A regra prática que funciona
- Ruído contínuo, pessoa fixa num posto, ambiente quente: inserção costuma se sustentar melhor ao longo do turno.
- Entra e sai da área ruidosa o tempo todo: concha, porque cada recolocação de plug é uma chance de vedar mal.
- Já usa óculos de proteção ou capacete: confira a compatibilidade antes. Concha e haste de óculos disputam o mesmo espaço.
- Precisa conversar ou ouvir alarme: esse é um critério de segurança por si só, e muda a escolha do modelo.
- Dúvida real entre os dois: deixe as duas opções com a equipe por alguns dias. A que continua na orelha no fim do turno é a resposta.
O erro que anula os dois
Protetor auditivo é o EPI que mais sai do corpo durante o trabalho. Sai para atender o rádio, para entender uma instrução, porque incomoda no calor, porque a pessoa vai ficar "só um minuto" na área.
Cada minuto sem proteção pesa muito mais do que parece, porque a exposição é cumulativa ao longo do turno. Um protetor de atenuação alta usado metade do tempo protege menos que um de atenuação adequada usado o tempo inteiro. É por isso que conforto entra aqui como critério técnico, e não como luxo.
O que verificar antes de comprar
- O nível de ruído medido na atividade. Sem ele, não há como saber se o modelo atende.
- A atenuação que consta no CA do modelo, e não a do catálogo do fabricante.
- A compatibilidade com os outros equipamentos que a pessoa já usa.
- Se existe necessidade de comunicação, e como ela será resolvida.
- Quantas vezes por turno a pessoa entra e sai da área ruidosa.
A perda auditiva induzida por ruído é gradual e não dói. Quando a pessoa percebe, o dano já aconteceu, e ele não volta. É a razão de este ser um dos EPIs em que a disciplina de uso vale mais que a especificação.
Fontes
- NR-6 — Equipamento de Proteção Individual (texto oficial, PDF)
- Consulta ao Certificado de Aprovação (CA) — gov.br
Este texto tem finalidade informativa e orienta a escolha de equipamentos de proteção. Não substitui a avaliação de riscos do ambiente de trabalho, que deve ser feita por profissional habilitado quando necessária.
Perguntas frequentes
Usar os dois ao mesmo tempo dobra a proteção?

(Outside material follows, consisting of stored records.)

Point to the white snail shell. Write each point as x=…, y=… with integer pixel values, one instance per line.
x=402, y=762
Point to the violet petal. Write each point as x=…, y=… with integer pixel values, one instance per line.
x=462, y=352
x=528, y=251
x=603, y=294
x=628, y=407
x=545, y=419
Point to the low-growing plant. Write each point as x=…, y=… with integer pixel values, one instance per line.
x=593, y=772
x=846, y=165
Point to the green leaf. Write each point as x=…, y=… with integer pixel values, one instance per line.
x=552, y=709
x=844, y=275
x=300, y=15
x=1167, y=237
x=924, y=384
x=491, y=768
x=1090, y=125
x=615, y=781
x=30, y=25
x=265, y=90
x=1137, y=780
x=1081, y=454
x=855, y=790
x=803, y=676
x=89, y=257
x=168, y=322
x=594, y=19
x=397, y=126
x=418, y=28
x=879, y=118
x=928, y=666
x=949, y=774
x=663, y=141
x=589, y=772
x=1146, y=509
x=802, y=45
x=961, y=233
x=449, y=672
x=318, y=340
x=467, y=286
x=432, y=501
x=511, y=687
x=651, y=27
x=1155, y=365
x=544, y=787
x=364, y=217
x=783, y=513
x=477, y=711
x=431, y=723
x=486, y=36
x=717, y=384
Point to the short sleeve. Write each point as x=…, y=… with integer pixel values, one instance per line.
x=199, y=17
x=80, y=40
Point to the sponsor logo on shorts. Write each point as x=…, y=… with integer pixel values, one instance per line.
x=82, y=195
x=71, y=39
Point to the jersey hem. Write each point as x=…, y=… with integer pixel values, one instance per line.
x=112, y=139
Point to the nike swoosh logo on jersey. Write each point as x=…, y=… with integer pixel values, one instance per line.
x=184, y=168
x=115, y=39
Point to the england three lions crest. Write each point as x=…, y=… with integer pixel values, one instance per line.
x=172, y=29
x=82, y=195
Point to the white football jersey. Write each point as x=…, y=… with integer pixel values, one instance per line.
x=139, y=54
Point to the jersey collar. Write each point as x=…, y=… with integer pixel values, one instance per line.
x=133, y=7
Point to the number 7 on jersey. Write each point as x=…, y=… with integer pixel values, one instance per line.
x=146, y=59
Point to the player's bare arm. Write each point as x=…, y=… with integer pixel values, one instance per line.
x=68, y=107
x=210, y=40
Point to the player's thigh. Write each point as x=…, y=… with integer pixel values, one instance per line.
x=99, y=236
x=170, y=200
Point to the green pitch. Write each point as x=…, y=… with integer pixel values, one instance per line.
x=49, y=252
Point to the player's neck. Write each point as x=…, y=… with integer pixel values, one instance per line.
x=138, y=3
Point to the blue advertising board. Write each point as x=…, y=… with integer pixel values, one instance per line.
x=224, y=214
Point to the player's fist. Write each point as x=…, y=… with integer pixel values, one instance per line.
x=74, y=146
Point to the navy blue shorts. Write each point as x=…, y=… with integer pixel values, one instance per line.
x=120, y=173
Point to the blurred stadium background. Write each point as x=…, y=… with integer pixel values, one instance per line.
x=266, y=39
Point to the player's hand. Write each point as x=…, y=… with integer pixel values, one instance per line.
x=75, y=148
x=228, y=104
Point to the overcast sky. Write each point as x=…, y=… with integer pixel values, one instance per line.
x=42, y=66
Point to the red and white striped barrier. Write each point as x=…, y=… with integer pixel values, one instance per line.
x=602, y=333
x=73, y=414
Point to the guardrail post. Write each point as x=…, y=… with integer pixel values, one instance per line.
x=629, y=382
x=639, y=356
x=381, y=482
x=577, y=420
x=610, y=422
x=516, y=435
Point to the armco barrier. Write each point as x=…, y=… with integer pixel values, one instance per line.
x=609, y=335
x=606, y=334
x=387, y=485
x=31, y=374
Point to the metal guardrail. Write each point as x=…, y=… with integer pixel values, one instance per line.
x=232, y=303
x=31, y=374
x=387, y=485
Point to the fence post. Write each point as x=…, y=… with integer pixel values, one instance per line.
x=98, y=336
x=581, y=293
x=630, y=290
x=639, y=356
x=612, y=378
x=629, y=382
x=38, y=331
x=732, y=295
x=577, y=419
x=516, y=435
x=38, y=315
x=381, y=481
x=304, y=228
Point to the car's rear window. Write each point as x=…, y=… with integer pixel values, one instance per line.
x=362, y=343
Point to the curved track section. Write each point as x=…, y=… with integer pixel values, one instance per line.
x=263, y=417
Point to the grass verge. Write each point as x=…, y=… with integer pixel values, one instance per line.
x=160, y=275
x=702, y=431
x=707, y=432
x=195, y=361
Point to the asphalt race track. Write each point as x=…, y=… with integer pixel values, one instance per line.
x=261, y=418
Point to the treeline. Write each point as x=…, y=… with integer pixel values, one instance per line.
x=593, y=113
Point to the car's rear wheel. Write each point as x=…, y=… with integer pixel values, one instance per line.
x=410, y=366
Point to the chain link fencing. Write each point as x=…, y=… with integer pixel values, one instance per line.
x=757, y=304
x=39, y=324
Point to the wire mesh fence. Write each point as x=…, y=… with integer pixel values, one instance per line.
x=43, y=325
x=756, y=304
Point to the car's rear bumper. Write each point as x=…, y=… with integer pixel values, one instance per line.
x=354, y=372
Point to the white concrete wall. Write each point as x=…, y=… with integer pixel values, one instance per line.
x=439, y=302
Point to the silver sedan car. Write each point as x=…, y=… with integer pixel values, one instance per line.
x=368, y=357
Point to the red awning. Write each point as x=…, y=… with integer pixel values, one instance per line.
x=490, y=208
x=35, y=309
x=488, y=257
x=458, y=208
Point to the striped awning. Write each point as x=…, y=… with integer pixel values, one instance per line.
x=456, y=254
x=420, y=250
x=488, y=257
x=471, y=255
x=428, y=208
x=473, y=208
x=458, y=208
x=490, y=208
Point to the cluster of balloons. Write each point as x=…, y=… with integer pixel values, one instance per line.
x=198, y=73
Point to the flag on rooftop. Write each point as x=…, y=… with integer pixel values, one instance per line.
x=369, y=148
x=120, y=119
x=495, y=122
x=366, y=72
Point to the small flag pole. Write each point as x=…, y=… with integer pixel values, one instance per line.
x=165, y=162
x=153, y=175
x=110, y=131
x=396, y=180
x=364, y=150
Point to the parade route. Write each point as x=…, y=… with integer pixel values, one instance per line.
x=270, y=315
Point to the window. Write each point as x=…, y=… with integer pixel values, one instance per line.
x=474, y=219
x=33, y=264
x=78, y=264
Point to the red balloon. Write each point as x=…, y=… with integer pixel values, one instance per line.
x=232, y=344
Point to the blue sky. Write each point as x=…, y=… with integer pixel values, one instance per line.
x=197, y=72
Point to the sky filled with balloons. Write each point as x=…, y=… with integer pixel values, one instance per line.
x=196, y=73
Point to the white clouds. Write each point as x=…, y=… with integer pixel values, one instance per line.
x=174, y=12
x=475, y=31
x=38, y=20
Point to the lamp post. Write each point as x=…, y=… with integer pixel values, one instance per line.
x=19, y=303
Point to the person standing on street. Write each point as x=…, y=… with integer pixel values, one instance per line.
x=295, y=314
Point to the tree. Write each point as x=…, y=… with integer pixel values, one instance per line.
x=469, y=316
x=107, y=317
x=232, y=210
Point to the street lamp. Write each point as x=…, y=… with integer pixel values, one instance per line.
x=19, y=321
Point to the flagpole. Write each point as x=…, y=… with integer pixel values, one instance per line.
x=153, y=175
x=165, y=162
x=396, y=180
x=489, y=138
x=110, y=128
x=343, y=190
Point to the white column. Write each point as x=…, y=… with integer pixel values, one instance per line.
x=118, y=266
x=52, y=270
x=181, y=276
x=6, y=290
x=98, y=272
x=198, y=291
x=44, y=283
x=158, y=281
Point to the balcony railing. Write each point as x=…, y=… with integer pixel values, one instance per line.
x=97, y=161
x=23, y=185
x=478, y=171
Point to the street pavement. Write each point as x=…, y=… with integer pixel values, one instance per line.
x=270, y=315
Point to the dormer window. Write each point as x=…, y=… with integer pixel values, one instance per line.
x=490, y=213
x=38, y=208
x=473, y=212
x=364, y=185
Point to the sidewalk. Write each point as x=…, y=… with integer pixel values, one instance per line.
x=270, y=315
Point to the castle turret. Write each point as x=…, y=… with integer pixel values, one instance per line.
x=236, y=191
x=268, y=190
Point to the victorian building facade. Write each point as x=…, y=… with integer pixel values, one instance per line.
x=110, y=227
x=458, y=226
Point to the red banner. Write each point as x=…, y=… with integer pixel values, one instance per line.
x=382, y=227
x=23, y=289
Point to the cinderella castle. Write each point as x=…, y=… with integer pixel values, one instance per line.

Não dobra. O uso combinado aumenta a atenuação, mas bem menos do que a soma dos dois, porque o som também chega por condução óssea. É uma decisão que depende do nível de ruído medido e não deve ser tomada por conta própria.
Algodão no ouvido serve para nada mesmo?
Não serve, e é perigoso justamente por parecer que serve. Algodão não veda o canal auditivo, não tem atenuação ensaiada e não tem Certificado de Aprovação. A pessoa fica com a sensação de estar protegida, que é o pior resultado possível.
De quanto em quanto tempo troca?
Depende do tipo. O de inserção reutilizável e a concha se avaliam pelo estado: espuma endurecida, haste frouxa e almofada ressecada param de vedar. O descartável é de uso único. Na dúvida, o critério é a vedação, não o calendário.